Direktur Kebijakan Fiskal CELIOS, Media Wahyudi Askar, menekankan bahwa bila terdapat tekanan institusional atau intervensi dalam penyusunan data, hal itu melanggar Fundamental Principles of Official Statistics yang diadopsi Komisi Statistik PBB. “Data yang kredibel bukan hanya persoalan teknis, tetapi juga mempengaruhi kredibilitas internasional Indonesia dan kesejahteraan rakyat,” ujarnya.

Kritik terhadap data BPS tak hanya soal akurasi teknis, tetapi juga risiko reputasi Indonesia di mata investor global. Statistik ekonomi yang diragukan kredibilitasnya bisa menggerus kepercayaan pasar dan mempengaruhi keputusan investasi. CELIOS menilai, integritas data publik merupakan fondasi kepercayaan, baik di level domestik maupun internasional.
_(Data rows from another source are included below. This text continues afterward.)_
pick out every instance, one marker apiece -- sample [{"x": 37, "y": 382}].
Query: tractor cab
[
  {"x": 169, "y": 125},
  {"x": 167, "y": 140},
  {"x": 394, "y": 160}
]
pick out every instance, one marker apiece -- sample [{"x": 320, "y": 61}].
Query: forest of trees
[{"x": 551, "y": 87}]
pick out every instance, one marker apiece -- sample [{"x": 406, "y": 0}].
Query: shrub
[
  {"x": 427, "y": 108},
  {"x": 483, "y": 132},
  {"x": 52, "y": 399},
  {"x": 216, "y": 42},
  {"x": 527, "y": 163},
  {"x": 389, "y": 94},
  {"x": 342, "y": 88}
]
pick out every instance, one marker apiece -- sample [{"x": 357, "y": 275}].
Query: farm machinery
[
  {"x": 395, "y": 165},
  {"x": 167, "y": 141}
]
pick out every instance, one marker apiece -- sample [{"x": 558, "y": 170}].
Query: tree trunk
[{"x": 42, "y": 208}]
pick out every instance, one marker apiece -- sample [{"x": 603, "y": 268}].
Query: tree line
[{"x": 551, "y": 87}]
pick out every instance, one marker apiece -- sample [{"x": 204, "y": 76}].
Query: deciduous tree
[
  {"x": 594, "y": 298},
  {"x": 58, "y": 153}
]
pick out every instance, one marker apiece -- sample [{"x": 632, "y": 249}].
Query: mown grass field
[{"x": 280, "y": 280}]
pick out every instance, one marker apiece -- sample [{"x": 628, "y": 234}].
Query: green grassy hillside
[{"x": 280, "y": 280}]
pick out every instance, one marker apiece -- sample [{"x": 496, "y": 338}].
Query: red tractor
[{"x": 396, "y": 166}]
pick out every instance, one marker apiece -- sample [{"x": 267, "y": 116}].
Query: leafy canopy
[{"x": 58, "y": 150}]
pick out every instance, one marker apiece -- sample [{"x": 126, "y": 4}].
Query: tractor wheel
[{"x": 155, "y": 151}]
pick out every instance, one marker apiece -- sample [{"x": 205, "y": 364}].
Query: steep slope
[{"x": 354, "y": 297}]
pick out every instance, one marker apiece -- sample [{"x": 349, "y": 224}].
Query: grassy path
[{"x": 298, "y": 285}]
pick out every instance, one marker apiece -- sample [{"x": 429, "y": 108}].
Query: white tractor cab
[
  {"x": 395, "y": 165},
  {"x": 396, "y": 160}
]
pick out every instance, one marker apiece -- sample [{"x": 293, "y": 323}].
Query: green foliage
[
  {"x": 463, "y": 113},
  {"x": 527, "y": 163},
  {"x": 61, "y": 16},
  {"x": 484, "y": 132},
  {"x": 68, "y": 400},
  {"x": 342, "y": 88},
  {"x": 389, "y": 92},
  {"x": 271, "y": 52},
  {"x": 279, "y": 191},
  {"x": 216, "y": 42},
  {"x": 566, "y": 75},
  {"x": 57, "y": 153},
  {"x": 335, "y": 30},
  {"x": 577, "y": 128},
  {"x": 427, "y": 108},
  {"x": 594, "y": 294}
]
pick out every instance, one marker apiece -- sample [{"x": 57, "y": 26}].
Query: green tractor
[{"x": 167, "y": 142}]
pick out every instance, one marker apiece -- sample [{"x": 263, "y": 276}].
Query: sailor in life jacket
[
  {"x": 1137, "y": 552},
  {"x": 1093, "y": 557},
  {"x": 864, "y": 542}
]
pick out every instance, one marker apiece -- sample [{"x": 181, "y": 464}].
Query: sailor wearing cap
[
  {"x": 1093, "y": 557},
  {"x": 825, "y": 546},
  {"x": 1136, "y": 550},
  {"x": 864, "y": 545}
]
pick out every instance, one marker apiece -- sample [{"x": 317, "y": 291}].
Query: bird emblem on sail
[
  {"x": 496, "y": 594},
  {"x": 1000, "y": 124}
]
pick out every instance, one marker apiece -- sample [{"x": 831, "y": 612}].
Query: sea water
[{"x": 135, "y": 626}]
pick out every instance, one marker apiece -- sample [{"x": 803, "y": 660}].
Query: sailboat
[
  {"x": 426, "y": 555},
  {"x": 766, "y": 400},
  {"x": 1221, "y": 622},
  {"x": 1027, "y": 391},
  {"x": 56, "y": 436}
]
BPS sendiri hingga kini belum merespons secara rinci permintaan klarifikasi CELIOS. Dalam beberapa kesempatan sebelumnya, BPS menyatakan bahwa semua perhitungan dilakukan mengikuti standar metodologi statistik internasional dan berdasarkan survei lapangan yang komprehensif.

Kasus ini menjadi ujian serius bagi transparansi statistik nasional di tengah sorotan publik. Hasil tindak lanjut dari PBB terhadap surat CELIOS berpotensi menentukan arah pembenahan sistem statistik Indonesia, sekaligus menguji sejauh mana independensi BPS dalam menjaga integritas data perekonomian.